Fact: The 1988 carbon 14 dating used invalid samples snipped from a discrete medieval repair. Furthermore, kinetics constants for the loss of vanillin from lignin indicates that the cloth is at least twice as old as the dates determined by the carbon 14 dating with the faulty samples.

By some estimates, from examination of documenting photographs, there is sufficient new thread (about 60%) to allow adjusting the cloth's date to approximately the first century.

Fact: The images are formed by a brownish, complex conjugated carbon substance within a carbohydrate layer of starch fractions no thicker than 1/100 the diameter of a human hair.

The images are probably the product of an amino/carbonyl reaction.

Fact: The bloodstains are real blood. The blood is unusually red for old blood.

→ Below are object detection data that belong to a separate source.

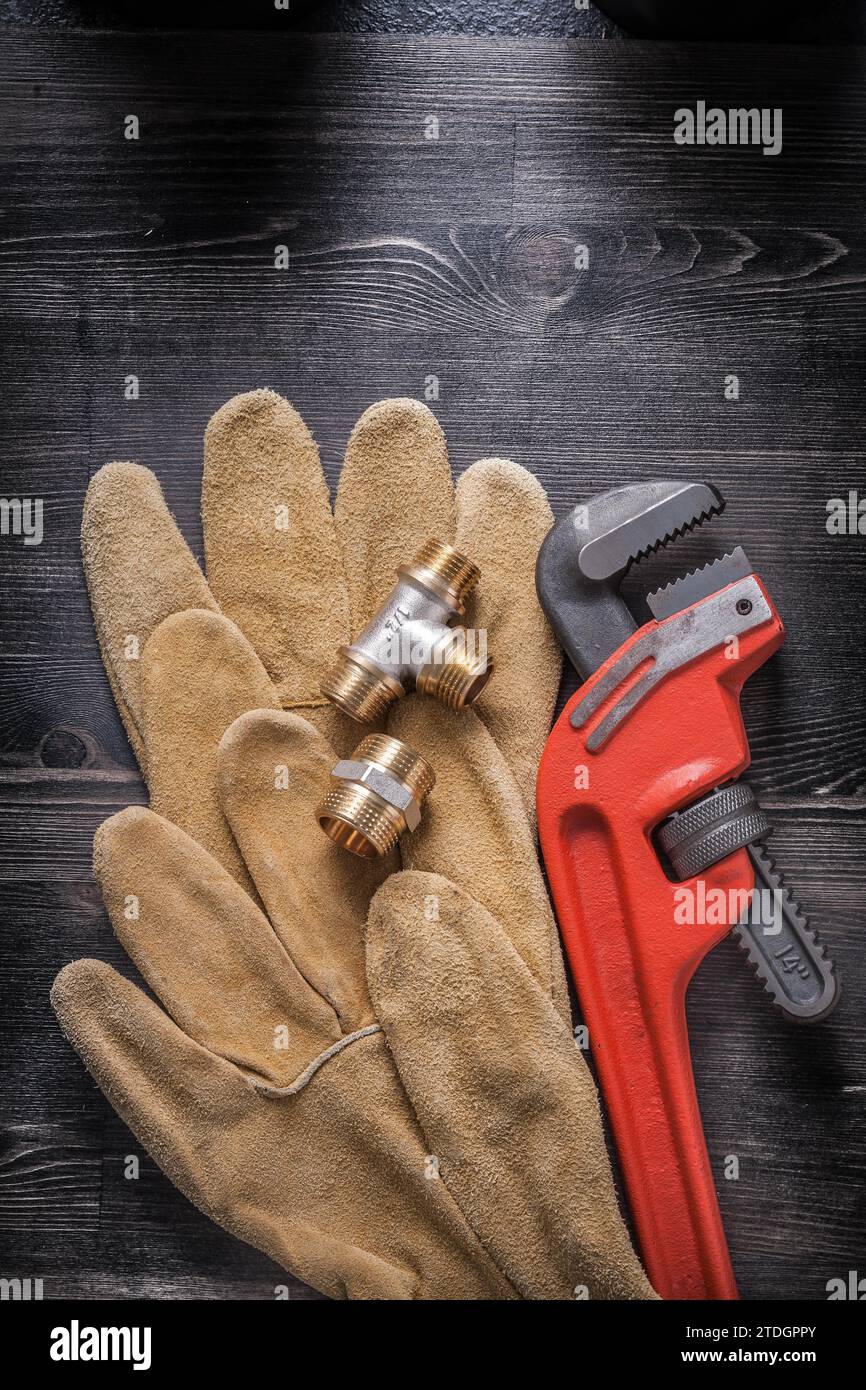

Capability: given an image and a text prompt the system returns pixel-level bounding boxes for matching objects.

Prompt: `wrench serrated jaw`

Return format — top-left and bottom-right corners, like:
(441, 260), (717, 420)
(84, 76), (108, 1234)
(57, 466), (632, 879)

(575, 481), (724, 582)
(646, 545), (753, 623)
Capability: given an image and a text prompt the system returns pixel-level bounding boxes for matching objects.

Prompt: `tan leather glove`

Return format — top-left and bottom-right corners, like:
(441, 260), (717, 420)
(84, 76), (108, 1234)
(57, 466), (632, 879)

(54, 393), (651, 1297)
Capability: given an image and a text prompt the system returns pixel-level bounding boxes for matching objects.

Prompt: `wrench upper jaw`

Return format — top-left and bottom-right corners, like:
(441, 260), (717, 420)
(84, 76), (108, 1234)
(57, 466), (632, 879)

(575, 480), (724, 582)
(535, 480), (724, 680)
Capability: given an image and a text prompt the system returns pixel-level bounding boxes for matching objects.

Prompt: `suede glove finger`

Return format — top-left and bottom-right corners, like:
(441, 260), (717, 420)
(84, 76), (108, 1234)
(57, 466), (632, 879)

(367, 872), (655, 1298)
(51, 956), (517, 1300)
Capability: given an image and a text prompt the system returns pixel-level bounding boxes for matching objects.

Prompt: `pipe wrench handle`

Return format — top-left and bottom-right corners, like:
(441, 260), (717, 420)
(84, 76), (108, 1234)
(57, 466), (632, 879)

(545, 816), (753, 1300)
(537, 575), (784, 1298)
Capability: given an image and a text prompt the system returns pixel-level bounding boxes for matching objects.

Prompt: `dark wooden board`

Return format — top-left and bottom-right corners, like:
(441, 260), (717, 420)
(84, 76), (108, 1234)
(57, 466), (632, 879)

(0, 29), (866, 1298)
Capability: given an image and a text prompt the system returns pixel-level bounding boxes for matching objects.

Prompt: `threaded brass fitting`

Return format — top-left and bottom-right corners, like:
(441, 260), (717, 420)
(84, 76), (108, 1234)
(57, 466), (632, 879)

(321, 541), (493, 723)
(316, 734), (436, 859)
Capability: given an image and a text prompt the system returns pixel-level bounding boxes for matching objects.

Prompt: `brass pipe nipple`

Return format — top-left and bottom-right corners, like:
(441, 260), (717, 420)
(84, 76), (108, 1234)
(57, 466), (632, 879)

(416, 627), (493, 709)
(321, 539), (493, 723)
(316, 734), (436, 859)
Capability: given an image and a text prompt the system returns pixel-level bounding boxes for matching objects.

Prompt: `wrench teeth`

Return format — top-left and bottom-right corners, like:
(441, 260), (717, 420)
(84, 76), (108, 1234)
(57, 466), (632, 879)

(632, 506), (721, 563)
(734, 842), (840, 1017)
(646, 545), (752, 621)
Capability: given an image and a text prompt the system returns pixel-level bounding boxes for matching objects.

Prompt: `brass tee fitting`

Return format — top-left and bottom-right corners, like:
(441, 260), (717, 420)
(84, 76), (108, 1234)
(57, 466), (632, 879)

(321, 541), (493, 723)
(316, 734), (436, 859)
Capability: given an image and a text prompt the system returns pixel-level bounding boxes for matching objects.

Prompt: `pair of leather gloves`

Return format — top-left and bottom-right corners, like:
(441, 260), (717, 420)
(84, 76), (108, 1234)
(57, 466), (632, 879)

(51, 391), (655, 1300)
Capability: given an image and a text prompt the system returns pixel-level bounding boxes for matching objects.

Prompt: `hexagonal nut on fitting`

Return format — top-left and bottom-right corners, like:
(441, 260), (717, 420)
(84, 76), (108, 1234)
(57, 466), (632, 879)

(316, 734), (436, 859)
(321, 541), (493, 723)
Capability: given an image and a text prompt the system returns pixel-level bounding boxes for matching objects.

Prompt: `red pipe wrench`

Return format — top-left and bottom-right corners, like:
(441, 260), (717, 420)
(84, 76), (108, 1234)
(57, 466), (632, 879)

(537, 481), (837, 1298)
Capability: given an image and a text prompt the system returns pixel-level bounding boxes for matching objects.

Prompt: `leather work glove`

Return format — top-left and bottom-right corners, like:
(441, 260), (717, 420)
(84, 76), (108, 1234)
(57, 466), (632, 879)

(53, 392), (652, 1298)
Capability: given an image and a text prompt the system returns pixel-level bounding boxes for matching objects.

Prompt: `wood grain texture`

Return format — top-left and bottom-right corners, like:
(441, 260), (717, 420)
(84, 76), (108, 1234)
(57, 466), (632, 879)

(0, 29), (866, 1298)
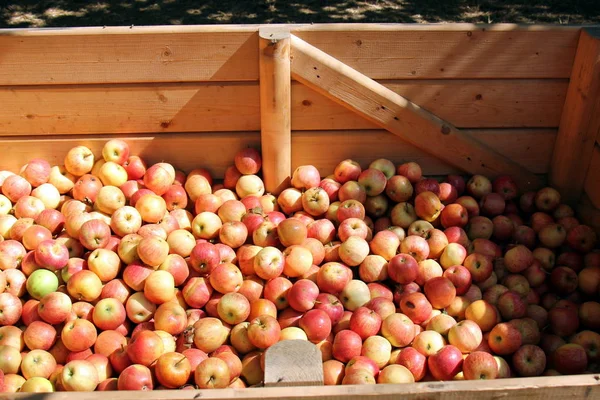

The blood probably stayed red and did not turn black as blood normally does because trace chemicals found in the starch fractions are hemolytic. Also, the blood is rich in bilirubin, a bile pigment produced when a human body is under severe traumatic stress. Bilirubin is bright red and stays red.

Fact: There is a faint, superficial face image on the back of the cloth.

This supports the hypothesis of an amino/carbonyl reaction.

Fact: There are sufficient descriptive historical records to suggest that the Shroud of Turin is the Edessa cloth (ca. before 544 to 944 CE) and the Bucoleon Palace grave cloth of Constantinople (ca. 944 - 1204).

Fragmentary evidence suggests that the Edessa Cloth originated in Jerusalem in the 1st century and that it is the burial cloth of Jesus of Nazareth.